Le spécimen qui m’a le plus impressionnée n’est bizarrement pas un corps, mais un organe. Un organe d’une importance considérable puisqu’il est d’abord le plus grand du corps humain, il constitue par ailleurs la frontière entre nous et le monde extérieur et porte des traces d’une individualité (c’est un organe qui ne peut être “anonyme”) : il s’agit simplement de la totalité de la peau d’un homme présentée à plat d’un seul tenant…

En sortant, je suis passée à la librairie de l’expo, et suis tombée sur une perle, un petit bijou photographique : le livre “Le cœur sacré” de Max Aguilera-Hellweg.
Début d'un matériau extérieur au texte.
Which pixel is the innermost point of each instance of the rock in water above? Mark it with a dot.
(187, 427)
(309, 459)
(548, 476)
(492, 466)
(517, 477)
Il s’agit de photos prises à la chambre, durant des opérations chirurgicales très impressionnantes. Cela peut paraître gore ou du voyeurisme, mais en fait non. D’autant que chaque photo est longuement légendée et que le bouquin comporte de nombreux textes, témoignages, description de la démarche du photographe. Les images sont très belles mais aussi très dures à regarder. Pour autant, ce livre me plait bien plus que cette expo Our Body. Car il y a là une vraie démarche, argumentée, il y a un parti pris qui ne se cache pas derrière une pseudo-démago-pédagogie. Et un angle artistique certain…

hellweg
Ah tiens, j’oubliais de dire qu’en sortant de l’expo, en bonne professionnelle j’ai laissé ma carte de visite à l’attachée de presse, et là… Eh bien là je me suis bien moquée de moi-même et de mes appréhensions et critiques face à cette expo. Car que représente ma carte de visite ? Mon propre coeur et mes poumons ! C’est mon penchant exhibitionniste sûrement.